-¡Son eu, papaiño! son eu… repetía tío Luis con cariño. Papá Manuel estaba a punto de cumplir los noventa. Aunque él no sabía cuánto tiempo había pasado, hacía cuarenta y dos años que su hijo mayor había marchado a America. Con catorce recién cumplidos, se embarcó con una familia orensana que iba para allá, en uno de los nuevos vapores que tardaban poco más de una semana en cruzar el Atlántico. Uno más de los millones de españoles que dejaban sus casas en aquel principio de siglo confiado, la mayoría buscando una vida mejor. Quién sabe qué buscaba Luis. Lo que dejaba eran unos padres cariñosos y trabajadores y un hermano pequeño al que echaría de menos toda la vida. No hubiese ido, quizá, de haber sabido que las guerras europeas harían imposible su vuelta, de haber sabido que su aventura era definitiva y no podría terminar cuando él lo decidiera.

Cuarenta y dos años después regresaba a España cargado de regalos y tan solo de visita. No había hecho fortuna, como quizá soñase cuando adolescente, pero allí se había convertido en hombre, había formado su familia y criado a cuatro preciosas americanas, orgullosas de sus raices gallegas y costarricenses.
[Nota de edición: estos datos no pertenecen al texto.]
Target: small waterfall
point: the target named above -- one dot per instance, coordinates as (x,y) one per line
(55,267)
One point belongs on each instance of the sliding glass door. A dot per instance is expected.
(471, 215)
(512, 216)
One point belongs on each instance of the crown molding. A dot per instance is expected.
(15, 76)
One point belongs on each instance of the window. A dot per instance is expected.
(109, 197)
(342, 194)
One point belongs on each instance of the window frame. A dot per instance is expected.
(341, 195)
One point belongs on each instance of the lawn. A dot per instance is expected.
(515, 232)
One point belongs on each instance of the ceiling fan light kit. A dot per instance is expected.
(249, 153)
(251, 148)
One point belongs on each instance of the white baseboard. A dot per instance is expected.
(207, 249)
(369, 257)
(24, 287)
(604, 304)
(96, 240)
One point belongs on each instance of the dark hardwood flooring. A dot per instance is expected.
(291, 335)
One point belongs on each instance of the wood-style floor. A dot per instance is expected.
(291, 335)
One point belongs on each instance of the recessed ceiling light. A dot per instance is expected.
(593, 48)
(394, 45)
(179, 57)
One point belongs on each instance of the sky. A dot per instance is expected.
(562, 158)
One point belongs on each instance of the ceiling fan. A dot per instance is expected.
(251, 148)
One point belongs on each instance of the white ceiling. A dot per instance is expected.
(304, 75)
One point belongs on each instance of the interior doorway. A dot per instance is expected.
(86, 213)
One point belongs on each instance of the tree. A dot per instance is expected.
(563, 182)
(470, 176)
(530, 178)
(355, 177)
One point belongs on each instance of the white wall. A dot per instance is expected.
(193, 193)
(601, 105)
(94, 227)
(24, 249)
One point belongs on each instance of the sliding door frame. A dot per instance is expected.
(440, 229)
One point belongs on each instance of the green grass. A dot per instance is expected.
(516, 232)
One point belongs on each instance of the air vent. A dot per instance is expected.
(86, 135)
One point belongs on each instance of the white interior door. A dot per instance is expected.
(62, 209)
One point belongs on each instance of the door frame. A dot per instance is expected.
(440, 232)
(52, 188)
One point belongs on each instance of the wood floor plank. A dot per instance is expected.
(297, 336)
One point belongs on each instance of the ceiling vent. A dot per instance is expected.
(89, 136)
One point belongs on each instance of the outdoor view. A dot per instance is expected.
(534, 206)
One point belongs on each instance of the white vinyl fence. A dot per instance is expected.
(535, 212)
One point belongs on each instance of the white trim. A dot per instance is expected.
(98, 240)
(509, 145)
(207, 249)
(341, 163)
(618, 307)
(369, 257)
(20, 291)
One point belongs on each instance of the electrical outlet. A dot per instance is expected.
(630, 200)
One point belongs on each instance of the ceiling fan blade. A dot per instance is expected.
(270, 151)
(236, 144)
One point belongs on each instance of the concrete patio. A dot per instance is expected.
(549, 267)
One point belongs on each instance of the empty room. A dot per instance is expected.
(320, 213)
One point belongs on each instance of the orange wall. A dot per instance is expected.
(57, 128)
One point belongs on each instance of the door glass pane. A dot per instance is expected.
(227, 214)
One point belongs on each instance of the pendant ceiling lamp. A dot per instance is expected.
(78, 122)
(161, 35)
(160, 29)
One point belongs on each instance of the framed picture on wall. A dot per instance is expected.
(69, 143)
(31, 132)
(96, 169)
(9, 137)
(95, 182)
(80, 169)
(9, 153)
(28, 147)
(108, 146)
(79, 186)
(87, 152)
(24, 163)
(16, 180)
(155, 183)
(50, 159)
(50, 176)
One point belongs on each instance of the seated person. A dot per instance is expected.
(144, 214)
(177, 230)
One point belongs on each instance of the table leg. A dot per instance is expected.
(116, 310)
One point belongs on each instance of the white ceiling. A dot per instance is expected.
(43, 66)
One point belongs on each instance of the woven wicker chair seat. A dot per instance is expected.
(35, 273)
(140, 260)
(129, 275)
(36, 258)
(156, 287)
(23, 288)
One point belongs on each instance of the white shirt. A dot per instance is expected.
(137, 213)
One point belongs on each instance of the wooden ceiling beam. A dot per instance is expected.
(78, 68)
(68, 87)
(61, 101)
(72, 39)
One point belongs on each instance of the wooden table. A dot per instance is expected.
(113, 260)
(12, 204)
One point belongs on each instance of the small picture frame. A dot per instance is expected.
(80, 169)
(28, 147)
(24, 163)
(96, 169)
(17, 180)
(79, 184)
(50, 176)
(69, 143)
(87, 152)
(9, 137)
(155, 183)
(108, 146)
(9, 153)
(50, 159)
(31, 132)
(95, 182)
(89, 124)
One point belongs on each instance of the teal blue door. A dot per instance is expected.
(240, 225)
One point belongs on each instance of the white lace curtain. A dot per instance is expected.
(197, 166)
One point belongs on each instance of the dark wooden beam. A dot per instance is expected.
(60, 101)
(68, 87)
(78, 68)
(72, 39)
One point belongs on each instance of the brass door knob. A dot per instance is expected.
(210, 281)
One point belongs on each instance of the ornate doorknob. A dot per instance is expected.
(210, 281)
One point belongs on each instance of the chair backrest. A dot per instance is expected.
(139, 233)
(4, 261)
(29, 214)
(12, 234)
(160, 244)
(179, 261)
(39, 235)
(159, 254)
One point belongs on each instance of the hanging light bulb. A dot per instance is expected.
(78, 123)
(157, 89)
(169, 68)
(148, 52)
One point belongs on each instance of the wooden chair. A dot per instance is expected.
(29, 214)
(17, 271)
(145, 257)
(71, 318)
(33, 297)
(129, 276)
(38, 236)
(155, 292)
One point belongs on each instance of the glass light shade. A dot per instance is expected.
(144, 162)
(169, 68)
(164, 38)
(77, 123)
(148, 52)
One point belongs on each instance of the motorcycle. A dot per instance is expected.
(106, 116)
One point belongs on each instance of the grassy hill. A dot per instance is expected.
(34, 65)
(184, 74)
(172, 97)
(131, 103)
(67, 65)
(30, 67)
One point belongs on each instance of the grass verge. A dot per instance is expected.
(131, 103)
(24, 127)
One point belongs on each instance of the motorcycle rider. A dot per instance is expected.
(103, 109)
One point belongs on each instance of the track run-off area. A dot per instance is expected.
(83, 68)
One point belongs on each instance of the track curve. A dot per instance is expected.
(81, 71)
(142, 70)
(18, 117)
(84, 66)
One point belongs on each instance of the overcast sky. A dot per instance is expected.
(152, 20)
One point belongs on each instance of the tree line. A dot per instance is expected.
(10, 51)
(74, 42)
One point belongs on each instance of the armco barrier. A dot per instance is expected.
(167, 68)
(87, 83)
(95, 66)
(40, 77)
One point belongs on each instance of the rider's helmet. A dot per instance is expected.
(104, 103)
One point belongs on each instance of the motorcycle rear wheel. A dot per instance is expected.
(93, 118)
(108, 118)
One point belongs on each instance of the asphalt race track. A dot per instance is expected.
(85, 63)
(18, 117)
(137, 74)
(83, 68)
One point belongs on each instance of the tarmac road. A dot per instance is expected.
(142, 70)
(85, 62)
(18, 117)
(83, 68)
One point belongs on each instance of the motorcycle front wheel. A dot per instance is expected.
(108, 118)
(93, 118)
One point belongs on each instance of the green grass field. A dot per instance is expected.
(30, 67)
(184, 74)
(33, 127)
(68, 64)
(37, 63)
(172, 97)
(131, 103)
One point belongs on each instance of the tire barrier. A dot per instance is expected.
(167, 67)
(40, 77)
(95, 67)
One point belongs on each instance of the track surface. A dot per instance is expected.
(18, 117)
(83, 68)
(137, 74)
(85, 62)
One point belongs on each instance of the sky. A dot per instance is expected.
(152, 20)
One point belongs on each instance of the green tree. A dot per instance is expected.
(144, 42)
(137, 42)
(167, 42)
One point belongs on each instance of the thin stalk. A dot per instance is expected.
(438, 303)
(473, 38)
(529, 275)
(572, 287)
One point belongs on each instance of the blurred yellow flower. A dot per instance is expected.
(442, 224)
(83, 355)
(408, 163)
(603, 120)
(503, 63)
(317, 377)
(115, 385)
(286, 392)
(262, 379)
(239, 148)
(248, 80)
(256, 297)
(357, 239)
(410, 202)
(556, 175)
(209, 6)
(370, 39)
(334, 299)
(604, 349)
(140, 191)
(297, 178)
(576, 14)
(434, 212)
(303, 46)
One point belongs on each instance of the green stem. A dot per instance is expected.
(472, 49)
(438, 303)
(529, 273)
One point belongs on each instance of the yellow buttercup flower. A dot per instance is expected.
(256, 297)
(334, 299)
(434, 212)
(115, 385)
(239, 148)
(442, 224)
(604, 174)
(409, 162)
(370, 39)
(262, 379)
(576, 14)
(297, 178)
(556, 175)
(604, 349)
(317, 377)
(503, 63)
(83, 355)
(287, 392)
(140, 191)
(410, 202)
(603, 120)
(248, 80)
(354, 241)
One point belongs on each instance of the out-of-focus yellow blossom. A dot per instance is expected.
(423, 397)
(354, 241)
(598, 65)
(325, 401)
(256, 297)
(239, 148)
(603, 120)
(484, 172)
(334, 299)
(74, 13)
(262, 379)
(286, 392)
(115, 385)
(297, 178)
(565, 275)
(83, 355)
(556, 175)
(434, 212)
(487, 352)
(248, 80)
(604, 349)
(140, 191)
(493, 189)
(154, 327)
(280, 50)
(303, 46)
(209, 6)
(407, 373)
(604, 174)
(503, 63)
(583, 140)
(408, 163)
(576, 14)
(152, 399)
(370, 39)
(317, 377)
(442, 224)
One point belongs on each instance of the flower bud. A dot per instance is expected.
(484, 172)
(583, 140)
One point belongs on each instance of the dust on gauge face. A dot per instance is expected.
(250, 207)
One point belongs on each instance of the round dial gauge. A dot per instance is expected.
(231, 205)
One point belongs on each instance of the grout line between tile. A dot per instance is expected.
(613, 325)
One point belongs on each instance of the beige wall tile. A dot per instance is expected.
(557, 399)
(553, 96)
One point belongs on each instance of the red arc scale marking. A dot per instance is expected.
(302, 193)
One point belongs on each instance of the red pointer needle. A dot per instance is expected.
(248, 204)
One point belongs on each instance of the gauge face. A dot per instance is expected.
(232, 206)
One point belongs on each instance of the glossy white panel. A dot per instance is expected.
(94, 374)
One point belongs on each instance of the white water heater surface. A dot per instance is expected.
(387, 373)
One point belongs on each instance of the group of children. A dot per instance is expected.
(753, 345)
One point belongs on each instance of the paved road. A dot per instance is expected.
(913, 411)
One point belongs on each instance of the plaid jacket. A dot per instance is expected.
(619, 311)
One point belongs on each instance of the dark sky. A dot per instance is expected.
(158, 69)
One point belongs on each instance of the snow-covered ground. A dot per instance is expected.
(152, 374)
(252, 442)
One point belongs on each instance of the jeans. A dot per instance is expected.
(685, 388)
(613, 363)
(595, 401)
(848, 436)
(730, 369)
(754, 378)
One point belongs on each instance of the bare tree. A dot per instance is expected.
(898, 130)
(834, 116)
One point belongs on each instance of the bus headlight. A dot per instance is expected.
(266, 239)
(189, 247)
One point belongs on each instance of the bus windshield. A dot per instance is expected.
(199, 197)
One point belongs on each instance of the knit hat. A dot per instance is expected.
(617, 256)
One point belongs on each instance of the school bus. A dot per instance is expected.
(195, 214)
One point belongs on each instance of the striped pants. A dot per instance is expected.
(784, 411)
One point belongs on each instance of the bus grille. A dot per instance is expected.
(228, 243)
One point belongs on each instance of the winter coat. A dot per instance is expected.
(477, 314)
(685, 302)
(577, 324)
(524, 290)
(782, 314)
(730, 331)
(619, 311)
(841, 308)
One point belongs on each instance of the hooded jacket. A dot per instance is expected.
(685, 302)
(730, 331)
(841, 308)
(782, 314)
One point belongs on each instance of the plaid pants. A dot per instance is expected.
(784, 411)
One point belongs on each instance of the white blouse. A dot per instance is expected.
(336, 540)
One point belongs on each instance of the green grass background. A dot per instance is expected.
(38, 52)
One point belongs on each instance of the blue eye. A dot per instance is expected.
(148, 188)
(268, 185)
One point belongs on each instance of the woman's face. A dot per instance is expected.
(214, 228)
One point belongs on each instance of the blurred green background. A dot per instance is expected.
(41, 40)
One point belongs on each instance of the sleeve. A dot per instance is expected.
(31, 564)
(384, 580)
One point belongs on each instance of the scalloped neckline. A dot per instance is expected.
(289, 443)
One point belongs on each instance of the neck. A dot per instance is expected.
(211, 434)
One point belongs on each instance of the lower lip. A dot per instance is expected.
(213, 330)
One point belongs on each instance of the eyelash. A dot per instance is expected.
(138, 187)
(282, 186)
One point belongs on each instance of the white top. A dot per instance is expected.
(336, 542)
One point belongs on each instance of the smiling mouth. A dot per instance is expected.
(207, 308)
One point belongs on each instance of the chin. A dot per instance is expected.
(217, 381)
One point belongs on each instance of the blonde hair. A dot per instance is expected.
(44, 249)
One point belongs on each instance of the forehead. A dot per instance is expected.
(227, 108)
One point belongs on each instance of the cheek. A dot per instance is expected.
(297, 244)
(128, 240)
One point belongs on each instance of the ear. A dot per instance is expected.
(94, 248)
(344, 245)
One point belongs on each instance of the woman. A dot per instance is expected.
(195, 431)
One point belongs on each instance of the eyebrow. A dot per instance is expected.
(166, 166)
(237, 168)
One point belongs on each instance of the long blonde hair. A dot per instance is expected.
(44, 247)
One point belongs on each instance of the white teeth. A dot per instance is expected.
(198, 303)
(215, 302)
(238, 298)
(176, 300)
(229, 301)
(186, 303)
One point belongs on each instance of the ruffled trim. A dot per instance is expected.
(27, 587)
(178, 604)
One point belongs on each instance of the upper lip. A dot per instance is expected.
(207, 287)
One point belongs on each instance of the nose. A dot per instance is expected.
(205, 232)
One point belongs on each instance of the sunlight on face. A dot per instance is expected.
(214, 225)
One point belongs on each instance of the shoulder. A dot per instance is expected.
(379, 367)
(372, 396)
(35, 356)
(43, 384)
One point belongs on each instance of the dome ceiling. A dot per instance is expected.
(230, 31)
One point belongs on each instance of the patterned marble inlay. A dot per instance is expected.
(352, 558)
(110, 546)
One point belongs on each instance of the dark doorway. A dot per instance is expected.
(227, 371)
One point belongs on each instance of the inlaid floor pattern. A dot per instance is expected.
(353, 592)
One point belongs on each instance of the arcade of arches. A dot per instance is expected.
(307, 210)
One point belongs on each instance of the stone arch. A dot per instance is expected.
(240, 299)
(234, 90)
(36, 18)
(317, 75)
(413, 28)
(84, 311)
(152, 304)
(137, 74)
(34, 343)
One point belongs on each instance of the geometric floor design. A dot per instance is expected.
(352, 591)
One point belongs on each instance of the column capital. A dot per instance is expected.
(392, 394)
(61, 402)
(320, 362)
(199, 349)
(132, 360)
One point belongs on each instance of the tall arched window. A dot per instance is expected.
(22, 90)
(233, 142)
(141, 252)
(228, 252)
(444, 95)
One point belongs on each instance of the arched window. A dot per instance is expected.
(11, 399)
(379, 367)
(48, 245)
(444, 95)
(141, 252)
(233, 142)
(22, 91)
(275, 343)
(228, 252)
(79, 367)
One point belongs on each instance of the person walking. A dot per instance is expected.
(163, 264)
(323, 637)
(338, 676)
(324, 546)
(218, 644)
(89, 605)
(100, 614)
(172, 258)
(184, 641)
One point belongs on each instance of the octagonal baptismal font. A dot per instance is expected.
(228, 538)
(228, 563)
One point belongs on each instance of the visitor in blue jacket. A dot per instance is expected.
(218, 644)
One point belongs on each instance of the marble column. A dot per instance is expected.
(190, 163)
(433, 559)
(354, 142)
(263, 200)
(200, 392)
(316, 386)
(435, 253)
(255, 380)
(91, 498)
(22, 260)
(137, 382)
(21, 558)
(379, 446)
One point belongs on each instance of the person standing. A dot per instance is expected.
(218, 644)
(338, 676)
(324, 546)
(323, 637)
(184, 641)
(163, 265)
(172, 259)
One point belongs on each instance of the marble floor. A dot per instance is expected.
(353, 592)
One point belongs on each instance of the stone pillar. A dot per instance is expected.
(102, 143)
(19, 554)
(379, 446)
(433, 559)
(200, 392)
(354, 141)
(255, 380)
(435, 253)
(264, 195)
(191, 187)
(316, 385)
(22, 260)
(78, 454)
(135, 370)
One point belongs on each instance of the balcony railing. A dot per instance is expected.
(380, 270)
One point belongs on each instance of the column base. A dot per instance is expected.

Papá era muy pequeño cuando tío Luis se fue. Con ocho años ya había empezado a cantar en las misas diarias de la catedral y en algunos funerales. No sabía música, era todo talento natural y una voz aún de niño que se transformaría en un prodigio de profundidaz y hondura años más tarde. Así, su vida fue tejiéndose entrelazada a la de la Iglesia local. Cuando hubo de buscar un empleo más regular, lo encontró arreglando los papeles de los curas, primero de empleado y después en una pequeña gestoría a la que yo también iba a ayudarle. Y siguió cantando. Su voz era patrimonio de la ciudad, era casi parte de las piedras de aquella catedral que se arraigaban fuerte a la tierra y se elevaban rotundas al cielo, rogando por los que estaban y aún más por los que habían marchado.

Tío Luis pasó algún tiempo con aquella familia amiga que le había llevado consigo. Aunque era un crío, no fue difícil para él encontrar pequeños trabajos desde que desembarcaran en Ellis Island. Siempre había algún petate que llevar, algún reparto que hacer, alguien a quien echar una mano a cambio de unos centavos. Se asentó en Brooklyn y no vivió en ningún otro lugar hasta muchos años después, cuando podría permitirse trasladarse con su familia a Nueva Jersey, en busca de una existencia algo más alejada del ajetreo de Nueva York. Fue pasando de trabajo en trabajo, progresando con mesura y sin desaliento. Camarero por turnos, chico de los recados, encargado de una pequeña tienda… Hasta que llegó el periódico, donde conoció a Rosalina. Disfrutaba contando en sus cartas que trabajaba en el New York Times, aunque nunca ocultó a nadie que, en realidad, él no salía más allá de la imprenta.

– ¡Pero tío! ¡Cómo has hecho para venir con todo esto desde Nueva York!

No recuerdo bien qué me sorprendió más de su abigarrado equipaje. Llevaba ya un tiempo enviando todo tipo de enseres con los que ayudarnos a transitar por la desoladora postguerra española pero, con su viaje, tío Luis había transformado las Navidades del 48 en una película technicolor, un festival de contrastes inaudito para nosotras, más acostumbradas a las cartillas de racionamiento que a los pintalabios de Revlon, al estraperlo que a las medias de cristal. Y aquella Philco del 46… Podíamos pasar horas mirándola. Aunque sintonizara la misma propaganda oficial y las mismas coplas que nuestra antigua radio, éramos capaces de viajar a otras realidades sólo con perdernos en sus formas redondeadas.

Sin embargo, no fueron todos aquellos prodigios los que me dejaron más huella. Cerca ya de los ochenta y cinco, todavía huelo cada invierno el dulzón aroma de las pasas mezclado con el frío de diciembre. Una enorme caja de pasas de California sólo para mi, sólo porque recordaba que alguien mencionó en una carta cuánto me gustaban.

Papá Manuel sonreía tranquilo, aunque algo en el fondo de sus ojos dejaba ver una sombra de duda o curiosidad.

– ¿E vostede non viría a un fillo meu que foise para alá cando tiña catorce anos?